A paisagem ao redor não é naturalista. Montanhas geométricas se organizam em planos definidos, como se o mundo fosse reconstruído pela memória. Cada forma parece pensada, encaixada, sustentada por outra. Nada é aleatório. A geometria cria ordem, mas não elimina o afeto; ao contrário, ela o abriga.
O sol, pleno e circular, paira como testemunha do tempo. Não é um sol dramático nem apressado. Ele marca o ritmo da caminhada, ilumina sem pressionar. O céu e o chão se estruturam em faixas cromáticas que sugerem estrada, território, continuidade. Tudo conduz o olhar para frente, mas sem prometer destino.
Nesta obra, andar é mais importante do que chegar. O caminho não é obstáculo, é estado.
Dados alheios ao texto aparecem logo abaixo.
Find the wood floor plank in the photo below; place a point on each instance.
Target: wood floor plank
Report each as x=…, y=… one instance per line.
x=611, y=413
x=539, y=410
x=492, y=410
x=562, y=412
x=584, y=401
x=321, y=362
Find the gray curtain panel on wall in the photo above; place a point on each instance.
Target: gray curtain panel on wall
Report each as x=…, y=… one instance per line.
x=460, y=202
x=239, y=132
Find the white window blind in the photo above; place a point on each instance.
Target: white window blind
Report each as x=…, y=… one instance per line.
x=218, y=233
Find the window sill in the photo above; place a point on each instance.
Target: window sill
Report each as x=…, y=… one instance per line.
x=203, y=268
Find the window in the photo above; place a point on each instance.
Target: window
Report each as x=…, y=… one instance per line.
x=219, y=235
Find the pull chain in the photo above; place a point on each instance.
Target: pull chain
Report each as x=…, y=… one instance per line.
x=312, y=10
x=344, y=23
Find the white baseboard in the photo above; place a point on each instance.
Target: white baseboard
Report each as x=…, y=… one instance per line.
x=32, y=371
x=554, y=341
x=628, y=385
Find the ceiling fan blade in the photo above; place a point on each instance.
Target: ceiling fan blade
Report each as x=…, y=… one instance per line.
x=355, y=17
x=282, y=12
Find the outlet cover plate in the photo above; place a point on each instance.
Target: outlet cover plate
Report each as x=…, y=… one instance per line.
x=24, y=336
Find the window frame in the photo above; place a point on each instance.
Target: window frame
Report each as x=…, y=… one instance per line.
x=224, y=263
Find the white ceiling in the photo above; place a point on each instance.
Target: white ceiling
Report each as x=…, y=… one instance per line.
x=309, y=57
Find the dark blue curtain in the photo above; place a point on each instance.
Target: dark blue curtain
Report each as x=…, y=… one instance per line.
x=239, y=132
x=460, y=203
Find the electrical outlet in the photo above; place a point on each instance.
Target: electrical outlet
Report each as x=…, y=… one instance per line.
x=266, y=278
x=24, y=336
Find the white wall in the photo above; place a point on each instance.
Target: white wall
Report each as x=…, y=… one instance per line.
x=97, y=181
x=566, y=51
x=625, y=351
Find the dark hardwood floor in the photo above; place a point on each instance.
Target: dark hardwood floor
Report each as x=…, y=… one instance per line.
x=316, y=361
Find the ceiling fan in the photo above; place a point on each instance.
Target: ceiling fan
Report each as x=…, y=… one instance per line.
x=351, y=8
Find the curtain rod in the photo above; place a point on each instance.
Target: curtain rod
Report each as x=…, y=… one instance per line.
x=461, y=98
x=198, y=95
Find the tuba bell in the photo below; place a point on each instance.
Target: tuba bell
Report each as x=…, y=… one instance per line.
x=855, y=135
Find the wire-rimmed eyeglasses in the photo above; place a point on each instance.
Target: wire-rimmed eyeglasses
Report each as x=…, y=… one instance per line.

O tempo não é linha reta, é permanência. A presença do cão reforça esse vínculo silencioso com o cotidiano, com o simples, com o que acompanha sem exigir explicação.
Tempo de Andar fala de maturidade, de convivência, de seguir apesar das construções e reconstruções do mundo. É uma pintura sobre estar junto no movimento, sobre aceitar o ritmo do passo, sobre compreender que caminhar - quando é compartilhado - já é, por si só, um lugar.